Asymptotic stability

Lyapunov stability is weak in that it does not even imply that $x(t)$ converges to ${x_{G}}$ as $t$ approaches infinity. The states are only required to hover around ${x_{G}}$. Convergence requires a stronger notion called asymptotic stability. A point ${x_{G}}$ is an asymptotically stable equilibrium point of $f$ if:

1. It is a Lyapunov stable equilibrium point of $f$.
2. There exists some open neighborhood $O$ of ${x_{G}}$ such that, for any ${x_{I}}\in O$, $x(t)$ converges^15.2 to ${x_{G}}$ as $t$ approaches infinity.

For $X = {\mathbb{R}}^n$, the second condition can be expressed as follows: There exists some $\delta > 0$ such that, for any ${x_{I}}\in X$ with $\Vert{x_{I}}-{x_{G}}\Vert < \delta$, the state $x(t)$ converges to ${x_{G}}$ as $t$ approaches infinity.
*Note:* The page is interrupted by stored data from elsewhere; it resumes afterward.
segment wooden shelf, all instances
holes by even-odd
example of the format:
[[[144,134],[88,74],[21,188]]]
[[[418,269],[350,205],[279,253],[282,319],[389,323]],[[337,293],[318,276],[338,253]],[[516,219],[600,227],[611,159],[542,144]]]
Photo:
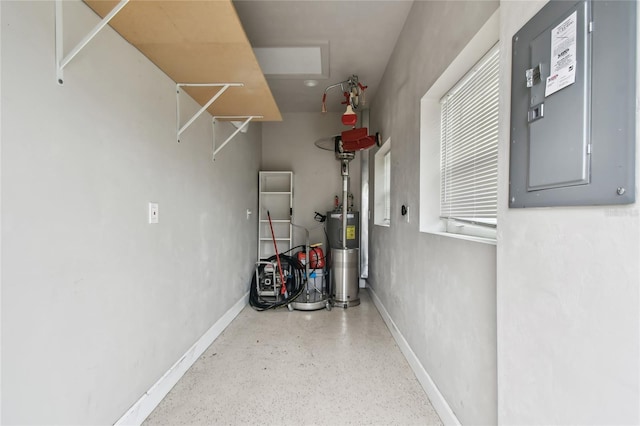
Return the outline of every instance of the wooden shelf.
[[[101,17],[117,0],[84,0]],[[176,83],[243,83],[209,107],[214,116],[282,121],[269,85],[230,0],[131,0],[109,23]],[[200,105],[219,90],[185,87]]]

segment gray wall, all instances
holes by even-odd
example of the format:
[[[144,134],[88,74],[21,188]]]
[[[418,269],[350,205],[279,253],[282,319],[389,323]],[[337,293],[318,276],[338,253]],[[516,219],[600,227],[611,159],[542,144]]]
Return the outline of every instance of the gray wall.
[[[390,228],[372,227],[369,283],[463,424],[637,424],[638,204],[507,207],[511,37],[544,4],[500,8],[496,247],[421,234],[416,220],[420,97],[496,4],[414,4],[371,109],[393,141],[393,207]]]
[[[68,51],[98,18],[64,3]],[[248,291],[261,128],[212,163],[210,117],[176,143],[174,82],[109,27],[60,87],[54,3],[0,8],[2,423],[112,424]]]
[[[415,2],[371,106],[392,164],[391,227],[372,226],[369,284],[463,424],[497,422],[496,247],[419,231],[420,99],[497,6]]]
[[[333,197],[342,200],[340,162],[335,154],[317,148],[320,138],[340,134],[342,113],[285,113],[282,122],[262,125],[262,170],[292,170],[294,181],[294,223],[314,228],[314,212],[326,214],[333,209]],[[349,166],[350,191],[354,207],[359,210],[360,155]],[[304,235],[294,229],[295,243],[303,244]],[[324,242],[321,228],[311,231],[311,243]]]
[[[498,172],[499,420],[638,424],[638,204],[507,208],[510,40],[544,4],[503,2],[500,8],[505,102]],[[598,31],[597,17],[595,22]],[[640,188],[637,141],[636,154]]]
[[[414,4],[371,109],[393,141],[393,207],[390,228],[372,226],[369,284],[462,423],[637,424],[638,205],[506,205],[509,40],[543,5],[500,9],[496,249],[417,220],[420,98],[496,3]],[[294,170],[296,217],[313,225],[340,188],[313,141],[342,126],[285,114],[211,163],[209,120],[177,144],[173,82],[110,29],[57,86],[53,7],[0,2],[1,419],[113,423],[246,292],[261,160]],[[97,18],[78,2],[65,12],[70,48]]]

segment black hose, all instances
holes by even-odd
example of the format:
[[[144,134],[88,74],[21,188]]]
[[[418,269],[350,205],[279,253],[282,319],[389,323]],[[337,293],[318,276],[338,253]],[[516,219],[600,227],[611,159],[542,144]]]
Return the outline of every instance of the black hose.
[[[305,246],[304,244],[300,244],[299,246],[295,246],[295,247],[293,247],[293,248],[290,248],[290,249],[289,249],[289,250],[287,250],[287,251],[283,251],[283,252],[282,252],[282,254],[291,253],[291,252],[292,252],[292,251],[294,251],[295,249],[299,249],[299,248],[304,249],[305,247],[306,247],[306,246]],[[275,257],[274,257],[274,259],[275,259]]]
[[[273,262],[277,259],[277,256],[273,255],[266,259],[268,262]],[[285,283],[287,287],[288,297],[280,301],[264,300],[258,294],[258,283],[256,282],[256,275],[260,277],[264,272],[265,265],[258,265],[257,274],[253,274],[251,280],[251,288],[249,289],[249,304],[256,311],[265,311],[267,309],[276,309],[283,306],[287,306],[294,301],[302,292],[305,286],[305,268],[296,258],[280,254],[280,264],[282,265],[282,273],[288,271]],[[275,267],[275,265],[274,265]],[[275,284],[275,283],[274,283]]]

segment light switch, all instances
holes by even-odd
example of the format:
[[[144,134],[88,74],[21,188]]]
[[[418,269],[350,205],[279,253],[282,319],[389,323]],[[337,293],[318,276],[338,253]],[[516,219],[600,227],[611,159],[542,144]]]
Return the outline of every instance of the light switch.
[[[409,223],[409,206],[403,204],[402,207],[400,207],[400,215],[402,216],[402,220]]]
[[[158,203],[149,203],[149,223],[158,223]]]

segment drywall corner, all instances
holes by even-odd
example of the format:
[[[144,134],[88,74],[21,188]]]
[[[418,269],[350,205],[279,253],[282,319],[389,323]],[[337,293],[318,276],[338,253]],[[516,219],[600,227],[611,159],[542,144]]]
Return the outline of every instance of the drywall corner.
[[[500,7],[498,423],[638,424],[638,203],[508,208],[510,40],[546,3]]]

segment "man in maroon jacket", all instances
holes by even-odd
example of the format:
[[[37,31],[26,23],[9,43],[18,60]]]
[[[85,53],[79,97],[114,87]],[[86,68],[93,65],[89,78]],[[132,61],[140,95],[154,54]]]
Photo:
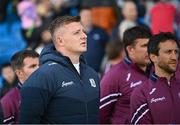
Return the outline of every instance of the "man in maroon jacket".
[[[17,123],[21,102],[20,88],[25,80],[39,67],[38,57],[39,55],[32,50],[23,50],[17,52],[11,58],[11,66],[18,77],[19,83],[0,100],[0,110],[3,114],[2,123]]]
[[[148,54],[154,73],[131,96],[131,123],[180,124],[180,77],[175,76],[179,45],[171,33],[153,36]]]
[[[143,27],[137,26],[125,31],[123,42],[126,58],[101,80],[101,123],[129,123],[131,92],[149,74],[147,44],[150,37],[150,31]]]

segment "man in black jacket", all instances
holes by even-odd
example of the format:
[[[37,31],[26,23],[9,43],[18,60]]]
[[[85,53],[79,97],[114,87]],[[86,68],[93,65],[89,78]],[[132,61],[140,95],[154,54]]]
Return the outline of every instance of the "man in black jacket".
[[[21,89],[19,123],[99,123],[99,78],[81,56],[87,36],[80,17],[58,17],[49,29],[54,45]]]

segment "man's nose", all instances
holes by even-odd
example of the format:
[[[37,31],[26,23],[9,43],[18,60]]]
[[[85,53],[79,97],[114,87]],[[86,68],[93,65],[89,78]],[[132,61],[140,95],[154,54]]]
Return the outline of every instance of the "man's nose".
[[[175,51],[173,51],[172,53],[171,53],[171,59],[178,59],[178,53],[177,52],[175,52]]]
[[[82,38],[83,38],[83,39],[87,39],[86,33],[84,33],[84,32],[82,33]]]

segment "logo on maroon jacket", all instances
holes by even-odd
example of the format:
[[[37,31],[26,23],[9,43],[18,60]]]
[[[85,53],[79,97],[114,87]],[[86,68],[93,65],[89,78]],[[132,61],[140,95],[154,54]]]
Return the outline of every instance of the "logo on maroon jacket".
[[[163,97],[159,97],[159,98],[152,98],[151,99],[151,103],[154,103],[154,102],[162,102],[166,100],[166,98],[163,96]]]
[[[131,77],[131,73],[128,73],[128,74],[127,74],[126,81],[129,81],[130,77]]]
[[[130,83],[130,88],[136,87],[136,86],[140,85],[141,83],[142,83],[142,81],[131,82],[131,83]]]
[[[152,88],[152,90],[149,92],[150,95],[152,95],[156,91],[156,88]]]

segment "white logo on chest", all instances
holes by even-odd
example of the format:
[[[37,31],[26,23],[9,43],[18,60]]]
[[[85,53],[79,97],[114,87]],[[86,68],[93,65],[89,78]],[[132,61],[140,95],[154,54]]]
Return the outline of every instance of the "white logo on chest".
[[[70,85],[73,85],[73,84],[74,84],[73,81],[70,81],[70,82],[65,82],[65,81],[63,81],[63,82],[62,82],[62,87],[67,87],[67,86],[70,86]]]
[[[153,88],[153,89],[149,92],[149,94],[152,95],[155,91],[156,91],[156,88]]]
[[[129,81],[130,77],[131,77],[131,73],[128,73],[128,74],[127,74],[126,81]]]
[[[151,103],[154,103],[154,102],[162,102],[164,101],[166,98],[163,96],[163,97],[160,97],[160,98],[152,98],[151,99]]]
[[[138,82],[131,82],[130,84],[130,88],[136,87],[138,85],[140,85],[142,83],[142,81],[138,81]]]
[[[52,63],[50,63],[50,64],[48,64],[49,66],[52,66],[52,65],[55,65],[55,64],[57,64],[56,62],[52,62]]]

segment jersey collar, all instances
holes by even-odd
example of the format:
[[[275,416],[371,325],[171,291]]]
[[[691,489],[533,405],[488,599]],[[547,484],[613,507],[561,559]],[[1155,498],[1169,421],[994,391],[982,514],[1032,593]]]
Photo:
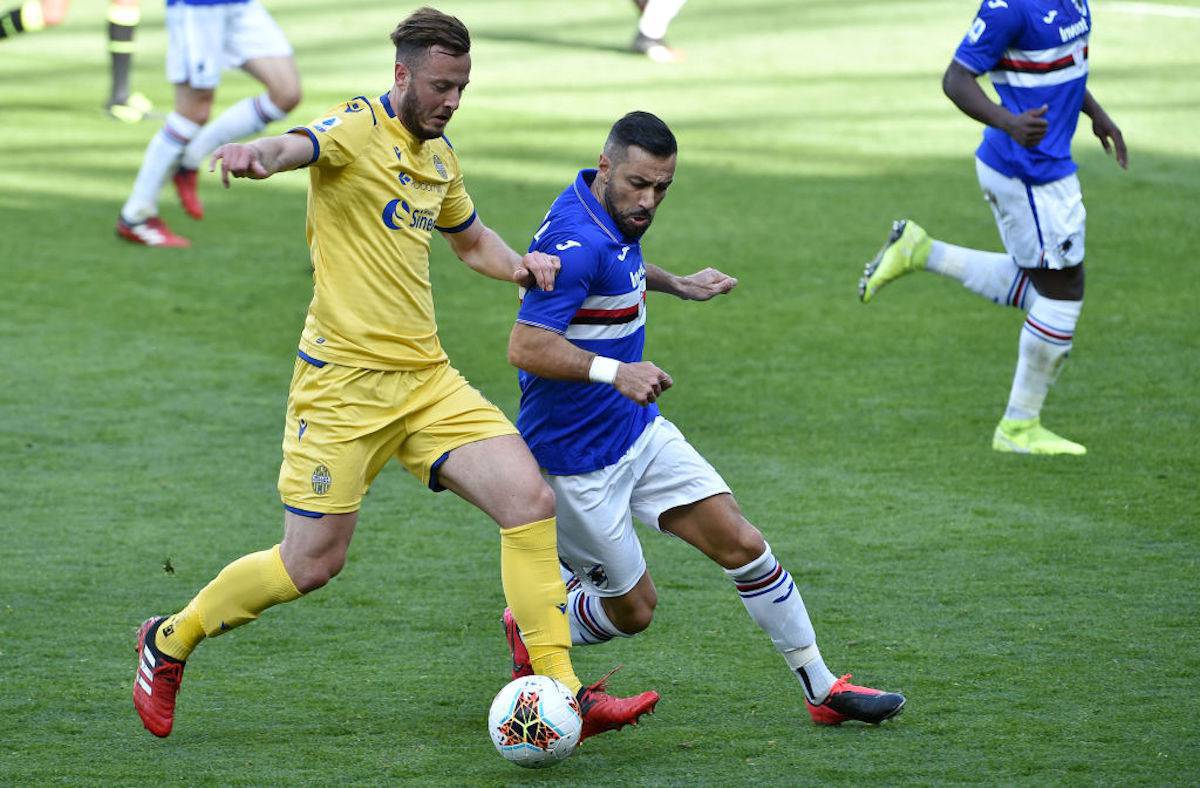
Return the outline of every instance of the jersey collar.
[[[627,243],[627,241],[623,240],[624,236],[620,229],[617,228],[617,223],[613,221],[613,218],[608,215],[608,211],[604,210],[604,206],[592,194],[592,182],[595,180],[596,170],[580,170],[579,175],[575,178],[575,197],[579,200],[588,216],[592,217],[592,221],[600,225],[600,229],[613,240],[613,243]],[[631,243],[637,243],[637,241]]]

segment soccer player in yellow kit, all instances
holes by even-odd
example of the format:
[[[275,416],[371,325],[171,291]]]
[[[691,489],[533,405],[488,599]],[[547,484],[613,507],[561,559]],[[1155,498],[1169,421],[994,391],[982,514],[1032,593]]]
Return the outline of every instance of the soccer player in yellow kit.
[[[138,632],[134,707],[171,732],[184,660],[206,637],[325,585],[342,568],[362,495],[395,457],[500,525],[501,578],[534,670],[577,692],[589,736],[634,722],[658,694],[616,698],[571,667],[554,494],[516,429],[450,366],[429,282],[433,230],[468,266],[551,289],[559,261],[521,257],[484,226],[443,136],[470,75],[462,22],[423,8],[392,33],[395,82],[309,126],[229,144],[221,177],[309,168],[314,294],[288,395],[279,491],[283,541],[226,566],[183,610]]]

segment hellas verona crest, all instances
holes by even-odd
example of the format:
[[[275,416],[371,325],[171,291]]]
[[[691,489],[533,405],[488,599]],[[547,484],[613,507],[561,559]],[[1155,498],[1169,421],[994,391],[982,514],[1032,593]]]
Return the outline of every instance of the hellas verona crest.
[[[312,475],[313,492],[317,495],[324,495],[329,492],[331,484],[333,484],[333,477],[329,475],[329,469],[324,465],[318,465]]]

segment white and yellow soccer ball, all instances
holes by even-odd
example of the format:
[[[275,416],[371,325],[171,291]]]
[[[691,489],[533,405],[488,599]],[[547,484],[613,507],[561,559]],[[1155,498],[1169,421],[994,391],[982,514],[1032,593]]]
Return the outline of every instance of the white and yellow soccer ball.
[[[531,769],[566,760],[579,745],[579,701],[549,676],[525,676],[496,693],[488,710],[488,733],[496,750]]]

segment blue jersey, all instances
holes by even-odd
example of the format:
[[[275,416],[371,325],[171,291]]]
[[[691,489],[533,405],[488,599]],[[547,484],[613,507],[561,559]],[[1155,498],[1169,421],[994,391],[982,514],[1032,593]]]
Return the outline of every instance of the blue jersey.
[[[1032,184],[1075,172],[1071,138],[1087,89],[1090,31],[1087,0],[984,0],[954,59],[974,74],[988,72],[1009,112],[1049,108],[1035,148],[984,130],[976,151],[984,164]]]
[[[626,240],[592,195],[595,170],[567,187],[533,236],[529,251],[557,255],[554,289],[529,290],[517,322],[564,335],[584,350],[642,360],[646,343],[646,269],[642,248]],[[521,370],[517,428],[538,464],[556,476],[612,465],[658,416],[605,383],[546,380]]]

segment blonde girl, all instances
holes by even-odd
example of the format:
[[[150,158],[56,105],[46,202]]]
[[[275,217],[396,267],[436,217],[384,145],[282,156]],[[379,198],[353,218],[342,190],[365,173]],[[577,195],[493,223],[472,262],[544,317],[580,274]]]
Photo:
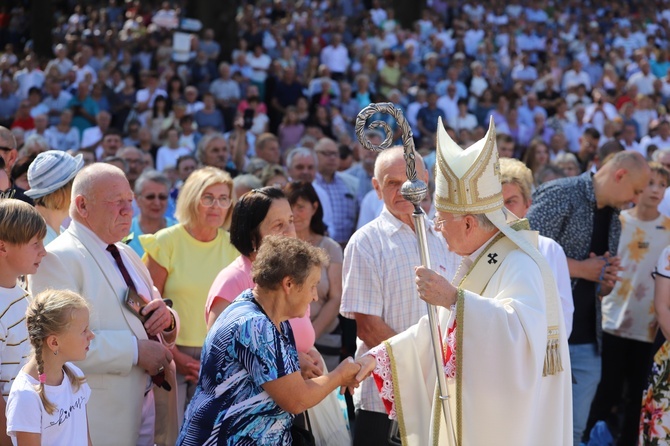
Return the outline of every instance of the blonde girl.
[[[88,304],[68,290],[45,290],[26,311],[33,354],[7,400],[7,434],[18,446],[91,445],[91,389],[70,361],[86,359],[93,333]]]

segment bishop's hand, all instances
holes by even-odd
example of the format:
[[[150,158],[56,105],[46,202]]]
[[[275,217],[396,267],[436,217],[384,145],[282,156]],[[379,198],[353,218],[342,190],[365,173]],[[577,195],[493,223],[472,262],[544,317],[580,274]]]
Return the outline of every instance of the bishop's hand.
[[[456,303],[457,290],[447,279],[423,266],[414,268],[419,297],[431,305],[451,308]]]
It may seem strange that two requirements are needed for asymptotic stability. The first one bounds the amount of wiggling room for the integral curve, which is not captured by the second condition.

Asymptotic stability appears to be a reasonable requirement, but it does not imply anything about how long it takes to converge. If ${x_{G}}$ is asymptotically stable and there exist some $m > 0$ and $\alpha > 0$ such that

$$\Vert x(t) - {x_{G}}\Vert \leq m e^{-\alpha t} \Vert {x_{I}}- {x_{G}}\Vert ,$$ (15.2)

then ${x_{G}}$ is also called exponentially stable. This provides a convenient way to express the rate of convergence.

For use in motion planning applications, even exponential convergence may not seem strong enough. This issue was discussed in Section 8.4.1. For example, in practice, one usually prefers to reach ${x_{G}}$ in finite time, as opposed to only being ``reached'' in the limit. There are two common fixes. One is to allow asymptotic stability and declare the goal to be reached if the state arrives in some small, predetermined ball around ${x_{G}}$. In this case, the enlarged goal will always be reached in finite time if ${x_{G}}$ is asymptotically stable. The other fix is to require a stronger form of stability in which ${x_{G}}$ must be exactly reached in finite time. To enable this, however, discontinuous vector fields such as the inward flow of Figure 8.5b must be used. Most control theorists are appalled by this because infinite energy is usually required to execute such trajectories. On the other hand, discontinuous vector fields may be a suitable representation in some applications, as mentioned in Chapter 8. Note that without feedback this issue does not seem as important. The state trajectories designed in much of Chapter 14 were expected to reach the goal in finite time. Without feedback there was no surrounding vector field that was expected to maintain continuity or smoothness properties. Section 15.1.3 introduces controllability, which is based on actually arriving at the goal in finite time, but it is also based on the existence of one trajectory for a given system ${\dot x}= f(x,u)$, as opposed to a family of trajectories for a given vector field $x = f(x)$.